|
[9]見よ、その望みはむなしくなり、これを見てすら倒れる。
|
|
[10]あえてこれを激する勇気のある者はひとりもない。それで、だれがわたしの前に立つことができるか。
|
|
[11]だれが先にわたしに与えたので、わたしはこれに報いるのか。天が下にあるものは、ことごとくわたしのものだ。
|
|
[12]わたしはこれが全身と、その著しい力と、その美しい構造について黙っていることはできない。
|
|
[13]だれがその上着をはぐことができるか。だれがその二重のよろいの間にはいることができるか。
|
|
[14]だれがその顔の戸を開くことができるか。そのまわりの歯は恐ろしい。
|
|
[15]その背は盾の列でできていて、その堅く閉じたさまは密封したように、
|
|
[16]相互に密接して、風もその間に、はいることができず、
|
|
[17]互に相連なり、固く着いて離すことができない。
|
|
[18]これが、くしゃみすれば光を発し、その目はあけぼののまぶたに似ている。
|
|
[19]その口からは、たいまつが燃えいで、火花をいだす。
|
|
[20]その鼻の穴からは煙が出てきて、さながら煮え立つなべの水煙のごとく、燃える葦の煙のようだ。
|
|
[21]その息は炭火をおこし、その口からは炎が出る。
|
|
[22]その首には力が宿っていて、恐ろしさが、その前に踊っている。
|
|
[23]その肉片は密接に相連なり、固く身に着いて動かすことができない。
|
|
[24]その心臓は石のように堅く、うすの下石のように堅い。
|
|
[25]その身を起すときは勇士も恐れ、その衝撃によってあわて惑う。
|
|
[26]つるぎがこれを撃っても、きかない、やりも、矢も、もりも用をなさない。
|
|
[27]これは鉄を見ること、わらのように、青銅を見ること朽ち木のようである。
|
|
[28]弓矢もこれを逃がすことができない。

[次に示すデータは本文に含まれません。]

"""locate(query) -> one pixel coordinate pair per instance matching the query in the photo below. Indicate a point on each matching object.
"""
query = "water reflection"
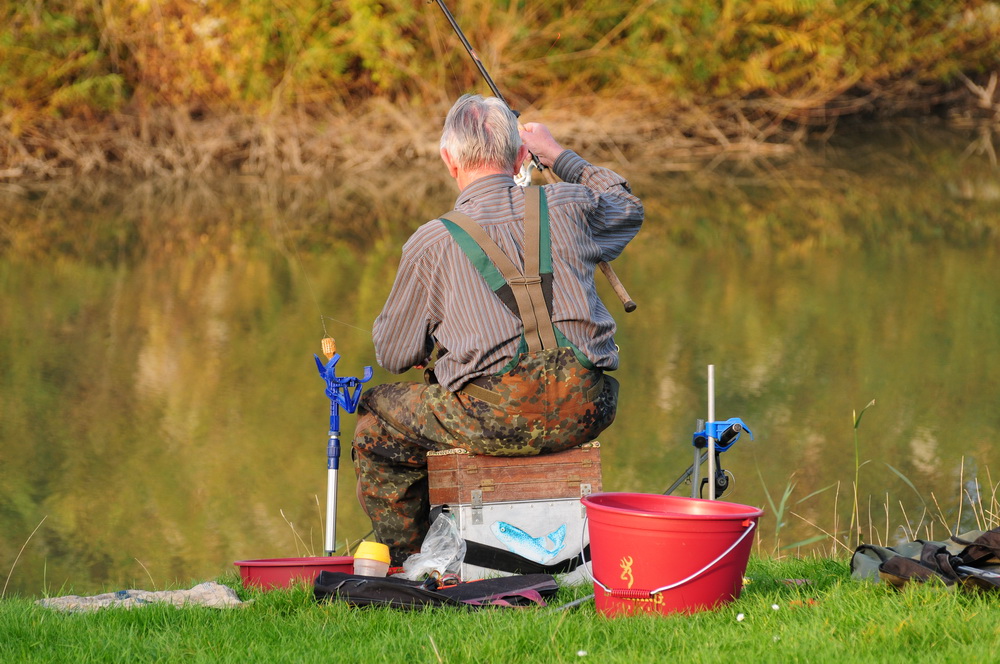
(162, 413)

石投げの石もこれには、わらくずとなる。
|
|
[29]こん棒もわらくずのようにみなされ、投げやりの響きを、これはあざ笑う。
|
|
[30]その下腹は鋭いかわらのかけらのようで、麦こき板のようにその身を泥の上に伸ばす。
|
|
[31]これは淵をかなえのように沸きかえらせ、海を香油のなべのようにする。
|
|
[32]これは自分のあとに光る道を残し、淵をしらがのように思わせる。
|
|
[33]地の上にはこれと並ぶものなく、これは恐れのない者に造られた。
|
|
[34]これはすべての高き者をさげすみ、すべての誇り高ぶる者の王である」。